Once we arrived here in Zimbabwe, the terrain totally changed. The land is not flat. There are ridges, gullies and dry river beds. There is eroded flatish areas that could pass for desert in multiple areas of the world. Except for the elephants. Did I mention that there are some really big honking boulders out there? When the light is dimming and imagination runs wild, perhaps those are elephants?
BTW – there are plenty of elephants anyway.
Quiet Day at Camp
The country of Zimbabwe itself is poor. GCT does a good job with its foundations of contributing back to the communities which it involves in the tourist trade. The Catholic Church (through its European charities) built an elementary school but didn’t equip it. As a result, the new school has been picked up as one of the location visited.

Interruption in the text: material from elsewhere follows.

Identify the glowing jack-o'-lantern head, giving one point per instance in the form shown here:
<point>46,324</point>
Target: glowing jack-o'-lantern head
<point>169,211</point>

So now we are back to the schedule change – school is not open on Saturday so the schedule of safari followed by town visit has been swapped for the reverse.
Our schedule was a bit rearranged from the original plan (see above). On all the OAT trips there seems to be a “visit the local population and learn activity.” It is the reason many pick the particular trips and journeys. For others it is the highlight of their exploration. I picked this particular trip to Africa in spite of this particular activity. Which means, as you probably already guessed – I am having a quiet day in camp listening to a great variety of bird species and not traveling 40 minutes through the camp in a safari vehicle followed by another interminable bus ride.
I could give you the excuse of waking up with a migraine (said reason probably what George offered to anyone who asked) but I think that most in the group probably figured out that I never planned on joining the group. I don’t do well in such situations and have been in a number of them involuntarily over the years. Where I am and what I do is one of the things I decided that I am entitled to decide for myself. I have given up guilt and meeting other’s expectations of what I “should” do. This is not a particular rationalization but rather some part of an explanation of why you aren’t getting insight into the daily life in a Zimbabwe village.